FOM: Absolute truth
John Mayberry
J.P.Mayberry at bristol.ac.uk
Tue Mar 30 10:16:57 EST 1999
Vladimir Sazonov has raised some very important issues in his posting
of 30 March. There's a lot of what he says that I don't really disagree
with. In particular, I think that his attempt to clarify the notion of
"feasibility" and its bearing on the foundations of arithmetic is
useful and interesting. But it seems to me that he has got himself into
an awful muddle about truth, and the muddle is not unique to him, but
is quite widespread.
A mathematician is a kind of professional sceptic: he demands
that propositions be *proved* and terms be *defined*, and his standards
of proof and definition are much much stronger than those of any other
science. Benjamin Peirce put it rather well: "Mathematics is the
science which draws necessary conclusions." It is their attempt to draw
*necessary* conclusions that distinguishes mathematicians from
physicists, for example.
Mathematicians have *ideal* standards of proof and definition,
although in particular cases they may, indeed, do fall short of the
ideal. But, of course, you can't prove every proposition and you can't
define every concept. The mathematical propositions that are accepted
as true without proof, and the mathematical concepts that are accepted
as meaningful without definition constitute the foundations upon which
mathematics rests.
There is nothing irrational or anti-intellectual, *per se*, in
doubting whether a given proposition is true or a given concept is
clearly determined. (There is nothing irrational in Sazonov's doubting
that the notion of natural number is clearly determined in this sense.)

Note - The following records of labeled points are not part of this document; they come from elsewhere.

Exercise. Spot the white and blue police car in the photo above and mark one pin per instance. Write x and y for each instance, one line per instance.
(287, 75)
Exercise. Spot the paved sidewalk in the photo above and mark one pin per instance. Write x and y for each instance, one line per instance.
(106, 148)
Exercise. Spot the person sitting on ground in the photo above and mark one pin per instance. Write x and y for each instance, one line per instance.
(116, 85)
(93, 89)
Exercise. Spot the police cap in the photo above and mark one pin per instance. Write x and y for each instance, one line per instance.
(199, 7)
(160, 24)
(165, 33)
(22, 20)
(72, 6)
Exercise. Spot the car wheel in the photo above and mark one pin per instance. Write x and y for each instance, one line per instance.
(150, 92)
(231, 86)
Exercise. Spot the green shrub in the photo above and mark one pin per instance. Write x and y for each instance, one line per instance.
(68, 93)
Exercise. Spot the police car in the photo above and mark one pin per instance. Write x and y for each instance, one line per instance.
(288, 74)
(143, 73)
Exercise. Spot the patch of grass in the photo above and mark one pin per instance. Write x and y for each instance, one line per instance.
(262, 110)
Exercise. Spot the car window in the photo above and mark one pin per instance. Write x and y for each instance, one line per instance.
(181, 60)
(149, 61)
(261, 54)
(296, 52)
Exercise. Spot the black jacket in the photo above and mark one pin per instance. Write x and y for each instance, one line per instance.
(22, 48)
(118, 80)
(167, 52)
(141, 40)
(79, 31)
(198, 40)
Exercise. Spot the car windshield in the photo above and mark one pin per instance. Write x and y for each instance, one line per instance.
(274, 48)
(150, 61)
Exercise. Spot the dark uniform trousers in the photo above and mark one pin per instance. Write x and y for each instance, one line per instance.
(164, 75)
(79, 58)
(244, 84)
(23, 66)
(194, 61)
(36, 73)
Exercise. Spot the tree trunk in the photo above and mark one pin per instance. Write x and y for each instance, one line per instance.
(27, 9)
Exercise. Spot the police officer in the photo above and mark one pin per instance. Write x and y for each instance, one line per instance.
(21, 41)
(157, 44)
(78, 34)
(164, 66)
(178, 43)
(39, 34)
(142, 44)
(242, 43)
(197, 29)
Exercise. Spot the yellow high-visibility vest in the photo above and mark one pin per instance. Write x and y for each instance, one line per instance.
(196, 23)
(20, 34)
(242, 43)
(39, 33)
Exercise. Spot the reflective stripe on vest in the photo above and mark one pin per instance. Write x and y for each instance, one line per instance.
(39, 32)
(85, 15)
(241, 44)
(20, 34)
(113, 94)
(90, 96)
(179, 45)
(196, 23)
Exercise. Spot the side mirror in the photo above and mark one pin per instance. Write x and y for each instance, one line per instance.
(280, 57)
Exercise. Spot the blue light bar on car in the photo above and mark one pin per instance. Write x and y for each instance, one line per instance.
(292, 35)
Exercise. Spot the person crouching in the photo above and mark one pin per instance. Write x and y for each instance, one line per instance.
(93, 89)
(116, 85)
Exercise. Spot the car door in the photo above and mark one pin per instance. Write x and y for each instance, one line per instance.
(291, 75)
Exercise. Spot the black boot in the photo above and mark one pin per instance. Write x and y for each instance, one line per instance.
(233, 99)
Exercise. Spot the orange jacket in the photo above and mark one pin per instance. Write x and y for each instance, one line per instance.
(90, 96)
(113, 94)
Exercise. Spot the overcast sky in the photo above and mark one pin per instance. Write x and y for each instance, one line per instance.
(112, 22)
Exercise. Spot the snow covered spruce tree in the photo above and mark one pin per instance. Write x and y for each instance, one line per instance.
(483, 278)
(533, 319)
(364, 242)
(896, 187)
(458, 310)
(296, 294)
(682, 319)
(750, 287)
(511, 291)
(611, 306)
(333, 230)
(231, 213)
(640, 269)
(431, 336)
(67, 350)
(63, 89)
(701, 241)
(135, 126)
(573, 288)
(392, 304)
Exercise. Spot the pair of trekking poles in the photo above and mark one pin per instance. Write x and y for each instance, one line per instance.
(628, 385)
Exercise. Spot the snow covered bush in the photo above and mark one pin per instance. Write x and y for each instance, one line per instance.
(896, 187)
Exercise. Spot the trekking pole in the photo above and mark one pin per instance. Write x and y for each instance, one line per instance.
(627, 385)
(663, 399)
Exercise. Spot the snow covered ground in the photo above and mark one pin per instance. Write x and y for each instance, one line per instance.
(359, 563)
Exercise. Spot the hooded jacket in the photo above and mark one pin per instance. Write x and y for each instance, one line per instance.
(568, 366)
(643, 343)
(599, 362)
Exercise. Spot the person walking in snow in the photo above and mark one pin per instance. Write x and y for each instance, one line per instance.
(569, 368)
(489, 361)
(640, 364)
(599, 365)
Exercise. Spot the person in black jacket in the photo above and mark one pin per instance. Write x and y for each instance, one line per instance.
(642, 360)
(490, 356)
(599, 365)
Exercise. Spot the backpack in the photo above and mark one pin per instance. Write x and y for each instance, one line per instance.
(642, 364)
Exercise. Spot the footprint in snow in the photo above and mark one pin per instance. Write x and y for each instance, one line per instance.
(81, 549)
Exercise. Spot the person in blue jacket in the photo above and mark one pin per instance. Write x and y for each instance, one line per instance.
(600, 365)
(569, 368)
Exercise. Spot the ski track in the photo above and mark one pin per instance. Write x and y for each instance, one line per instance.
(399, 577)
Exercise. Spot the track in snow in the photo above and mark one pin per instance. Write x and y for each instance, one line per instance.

What is irrational and anti-intellectual is *declaring*, as Bourbaki
did that there is no such thing as a true proposition or a determinate
concept. If you really believed that, why would you take up mathematics
as a profession?
Sazonov says "I cannot imagine that, say, the Choice Axiom (and
what is proved with its help) is TRUE or FALSE in some absolute sense
of those words." But there is no "absolute" sense of those words, when
they are used in their primary meanings, which are the only ones
relevant here. Truth and falsehood do not admit of degrees. *Certainty*
admits of degrees, and *absolute* certainty may indeed be unattainable,
or even undesirable. But what we are certain (or uncertain) *of* is the
truth or falsity of propositions. We can't even make sense of the
notion of certainty unless there is something for us to be certain or
uncertain about. "Certainty" is a psychological term, and therefore
does not belong to logic. And allowing psychological notions to leach
out into our logical ones is productive of the most profound confusion.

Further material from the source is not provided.